Links work by determining the network information of a container (IP address and exposed ports) and then injecting that into a new container. Because this is done at container creation time, and Docker can’t know what a container’s IP address will be before that container is running, links can only be built from new containers to existing containers.This also means that if a dependency stops for some reason, the link will be broken.
If a critical service like a database fails, an availability event has already occurred. The chosen service discovery method impacts the recovery routine. An unavailable service might recover on the same or different IP address.
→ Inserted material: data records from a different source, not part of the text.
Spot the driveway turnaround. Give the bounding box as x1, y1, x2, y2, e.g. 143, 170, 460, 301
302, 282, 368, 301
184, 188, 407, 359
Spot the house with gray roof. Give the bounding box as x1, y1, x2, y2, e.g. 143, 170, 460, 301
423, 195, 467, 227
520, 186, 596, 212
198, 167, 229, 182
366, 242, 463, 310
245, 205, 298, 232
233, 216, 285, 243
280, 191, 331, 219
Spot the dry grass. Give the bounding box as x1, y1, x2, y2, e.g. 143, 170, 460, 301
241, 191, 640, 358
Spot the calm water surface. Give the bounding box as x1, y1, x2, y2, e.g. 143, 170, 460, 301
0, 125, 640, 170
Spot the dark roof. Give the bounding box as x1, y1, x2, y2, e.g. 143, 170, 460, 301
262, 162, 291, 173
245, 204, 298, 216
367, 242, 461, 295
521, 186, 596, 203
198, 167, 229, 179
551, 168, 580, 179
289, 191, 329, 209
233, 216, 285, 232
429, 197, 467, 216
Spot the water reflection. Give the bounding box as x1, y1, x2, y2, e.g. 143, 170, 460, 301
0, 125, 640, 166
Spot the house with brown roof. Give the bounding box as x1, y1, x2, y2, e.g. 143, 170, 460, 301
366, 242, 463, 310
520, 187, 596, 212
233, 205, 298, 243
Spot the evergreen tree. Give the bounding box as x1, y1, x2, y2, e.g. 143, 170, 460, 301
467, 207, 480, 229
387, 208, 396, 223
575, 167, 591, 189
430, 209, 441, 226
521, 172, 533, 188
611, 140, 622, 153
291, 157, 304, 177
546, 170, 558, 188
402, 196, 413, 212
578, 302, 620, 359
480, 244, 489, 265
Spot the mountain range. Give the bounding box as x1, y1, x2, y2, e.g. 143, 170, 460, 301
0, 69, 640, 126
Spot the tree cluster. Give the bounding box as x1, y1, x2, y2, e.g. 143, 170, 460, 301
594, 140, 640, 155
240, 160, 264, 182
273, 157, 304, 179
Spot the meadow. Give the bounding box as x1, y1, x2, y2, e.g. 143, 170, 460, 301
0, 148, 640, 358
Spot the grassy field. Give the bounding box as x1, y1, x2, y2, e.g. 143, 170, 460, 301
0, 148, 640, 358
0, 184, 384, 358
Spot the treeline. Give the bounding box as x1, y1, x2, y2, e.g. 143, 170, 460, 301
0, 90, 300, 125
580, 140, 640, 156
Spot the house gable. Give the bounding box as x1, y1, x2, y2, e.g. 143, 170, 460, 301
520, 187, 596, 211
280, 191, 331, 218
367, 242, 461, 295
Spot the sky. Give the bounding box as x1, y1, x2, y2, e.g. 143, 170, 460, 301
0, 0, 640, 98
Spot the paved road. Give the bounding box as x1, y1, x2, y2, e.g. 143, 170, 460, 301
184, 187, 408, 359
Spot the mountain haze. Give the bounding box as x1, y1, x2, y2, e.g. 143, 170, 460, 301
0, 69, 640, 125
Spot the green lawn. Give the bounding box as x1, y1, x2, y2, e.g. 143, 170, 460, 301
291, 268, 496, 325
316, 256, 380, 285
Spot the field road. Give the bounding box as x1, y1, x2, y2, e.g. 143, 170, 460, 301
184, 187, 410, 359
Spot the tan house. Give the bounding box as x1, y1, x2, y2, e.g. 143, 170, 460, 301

Links will break only if the IP address changes and will require restarts.
If your applications are slow to start and you need to handle IP address changes on service recovery, you may want to consider DNS. Otherwise, consider the static dependency chain that has been modeled using container links.
Limiting risk with isolation
Resource allowances
Memory limits
You can put a limit in place by using the -m
or --memory
flag on the docker run or docker create commands.
<number><optional unit>where unit = b, k, m or g
docker run -d --name ch6_mariadb \
--memory 256m \ # Set a memory constraint
--cpu-shares 1024
--user nobody \
--cap-drop all \
dockerfile/mariadb
CPU
docker run -d -P --name ch6_wordpress \
--memory 512m \
--cpu-shares 512 \ # Set a relative process weight
--user nobody \
--cap-drop net_raw \
--link ch6_mariadb \
wordpress:4.1
You can see the CPU set restrictions in action by stressing one of your machine cores and examining your CPU workload:
# Start a container limited to a single CPU and run a load generator
docker run -d \
--cpuset-cpus 0 \ # Restrict to CPU number 0
--name ch6_stresser dockerinaction/ch6_stresser
# Start a container to watch the load on the CPU under load
docker run -it --rm dockerinaction/ch6_htop
The value can be either list or range forms:
- 0,1,2—A list including the first three cores of the CPU
- 0-2—A range including the first three cores of the CPU
Access to devices
you can use the --device
flag to specify a set of devices to mount into the new container.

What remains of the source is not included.